The key highlights and insights of the content are:
The work addresses the problem of self-localization for robots in unfamiliar workspaces where no annotated training data is available. Existing solutions rely on annotated datasets, which is not feasible in open-world scenarios.
The proposed scheme, called data-free recursive distillation (DFRD), allows a student robot to ask other encountered robots (teachers) for guidance, even if the teacher models are uncooperative, untrainable, or have black-box architectures.
Unlike typical knowledge transfer frameworks, DFRD introduces only minimal assumptions on the teacher models, allowing it to handle various types of open-set teachers.
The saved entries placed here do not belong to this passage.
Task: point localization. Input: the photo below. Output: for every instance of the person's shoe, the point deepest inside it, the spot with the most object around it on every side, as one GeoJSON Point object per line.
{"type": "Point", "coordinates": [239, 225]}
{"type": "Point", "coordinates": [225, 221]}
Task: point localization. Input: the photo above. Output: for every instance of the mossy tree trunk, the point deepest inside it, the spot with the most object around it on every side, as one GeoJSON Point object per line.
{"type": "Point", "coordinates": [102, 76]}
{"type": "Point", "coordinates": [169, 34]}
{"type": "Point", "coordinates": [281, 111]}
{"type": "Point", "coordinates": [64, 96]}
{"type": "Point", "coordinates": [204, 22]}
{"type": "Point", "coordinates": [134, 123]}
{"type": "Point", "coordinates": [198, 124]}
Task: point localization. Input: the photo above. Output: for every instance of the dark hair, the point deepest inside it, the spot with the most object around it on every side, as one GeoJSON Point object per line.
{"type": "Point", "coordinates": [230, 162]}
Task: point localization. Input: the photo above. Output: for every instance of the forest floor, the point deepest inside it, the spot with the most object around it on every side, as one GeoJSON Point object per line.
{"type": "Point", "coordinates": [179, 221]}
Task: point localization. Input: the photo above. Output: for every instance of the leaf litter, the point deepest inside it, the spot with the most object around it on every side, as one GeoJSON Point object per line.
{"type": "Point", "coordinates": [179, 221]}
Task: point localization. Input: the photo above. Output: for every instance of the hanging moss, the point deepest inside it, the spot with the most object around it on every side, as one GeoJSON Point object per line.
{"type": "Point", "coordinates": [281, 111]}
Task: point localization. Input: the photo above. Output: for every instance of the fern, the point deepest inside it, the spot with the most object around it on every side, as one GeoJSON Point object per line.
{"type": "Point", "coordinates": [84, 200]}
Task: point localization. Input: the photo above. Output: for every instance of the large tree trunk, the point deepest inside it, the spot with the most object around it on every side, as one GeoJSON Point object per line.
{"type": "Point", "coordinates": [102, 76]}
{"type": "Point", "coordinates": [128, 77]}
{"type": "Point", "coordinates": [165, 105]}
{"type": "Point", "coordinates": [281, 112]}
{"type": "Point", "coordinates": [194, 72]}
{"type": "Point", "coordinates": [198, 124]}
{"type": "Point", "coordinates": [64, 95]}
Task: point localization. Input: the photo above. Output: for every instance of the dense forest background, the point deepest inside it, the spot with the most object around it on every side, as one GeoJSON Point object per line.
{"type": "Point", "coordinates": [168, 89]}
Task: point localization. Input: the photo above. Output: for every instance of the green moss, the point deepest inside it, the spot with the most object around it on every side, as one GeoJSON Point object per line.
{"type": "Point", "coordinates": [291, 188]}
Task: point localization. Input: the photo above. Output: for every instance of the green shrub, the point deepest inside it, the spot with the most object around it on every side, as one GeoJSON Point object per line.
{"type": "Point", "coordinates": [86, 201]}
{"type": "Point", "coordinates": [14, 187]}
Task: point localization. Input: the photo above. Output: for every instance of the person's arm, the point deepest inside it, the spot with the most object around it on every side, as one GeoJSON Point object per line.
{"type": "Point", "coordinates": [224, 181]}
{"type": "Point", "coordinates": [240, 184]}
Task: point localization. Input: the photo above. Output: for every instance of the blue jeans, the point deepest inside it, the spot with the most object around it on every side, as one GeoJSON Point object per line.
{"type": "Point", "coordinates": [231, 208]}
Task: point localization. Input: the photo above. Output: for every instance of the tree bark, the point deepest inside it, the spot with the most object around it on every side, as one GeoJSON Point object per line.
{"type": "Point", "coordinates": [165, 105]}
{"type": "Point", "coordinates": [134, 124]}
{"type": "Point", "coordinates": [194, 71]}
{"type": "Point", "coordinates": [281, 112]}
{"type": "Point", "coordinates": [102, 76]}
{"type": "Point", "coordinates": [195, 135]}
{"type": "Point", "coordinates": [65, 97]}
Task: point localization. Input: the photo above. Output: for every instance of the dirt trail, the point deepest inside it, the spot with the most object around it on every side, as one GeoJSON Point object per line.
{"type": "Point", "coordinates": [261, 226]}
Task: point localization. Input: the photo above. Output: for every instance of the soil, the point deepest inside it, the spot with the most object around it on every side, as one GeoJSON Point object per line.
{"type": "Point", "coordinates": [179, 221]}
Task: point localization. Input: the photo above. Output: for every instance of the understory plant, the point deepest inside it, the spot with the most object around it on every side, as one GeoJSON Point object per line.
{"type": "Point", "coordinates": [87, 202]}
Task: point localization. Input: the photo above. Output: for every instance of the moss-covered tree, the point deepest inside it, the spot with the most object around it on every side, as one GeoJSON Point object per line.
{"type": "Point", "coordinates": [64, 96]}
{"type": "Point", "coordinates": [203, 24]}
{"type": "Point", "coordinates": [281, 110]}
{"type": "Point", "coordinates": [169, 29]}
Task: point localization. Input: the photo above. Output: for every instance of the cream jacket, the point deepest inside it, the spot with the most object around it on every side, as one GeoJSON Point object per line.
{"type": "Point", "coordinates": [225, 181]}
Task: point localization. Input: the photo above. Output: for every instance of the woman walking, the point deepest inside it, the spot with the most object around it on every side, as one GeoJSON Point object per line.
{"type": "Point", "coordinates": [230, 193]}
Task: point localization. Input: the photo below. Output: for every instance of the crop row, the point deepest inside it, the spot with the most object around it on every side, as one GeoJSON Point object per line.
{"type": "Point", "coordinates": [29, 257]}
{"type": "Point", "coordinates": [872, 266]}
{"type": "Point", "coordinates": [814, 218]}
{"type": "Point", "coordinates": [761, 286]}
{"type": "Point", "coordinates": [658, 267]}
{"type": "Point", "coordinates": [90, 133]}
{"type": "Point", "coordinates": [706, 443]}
The core idea is to reconstruct a pseudo-training dataset from the teacher model and use it for continual learning of the student model under domain, class, and vocabulary incremental setups.
The work explores the use of a ranking function as a generic teacher model and investigates its performance in a challenging data-free recursive distillation scenario, where a trained student can recursively join the next-generation open teacher set.
Experiments are conducted on the NCLT dataset, a long-term navigation dataset of a Segway robot, to evaluate the proposed DFRD scheme in a sequential cross-season scenario.
The results show that the DFRD scheme with the proposed ranking function-based input feature can maintain reasonable performance even when the ratio of samples from random samplers is high, indicating its robustness to diverse teacher models.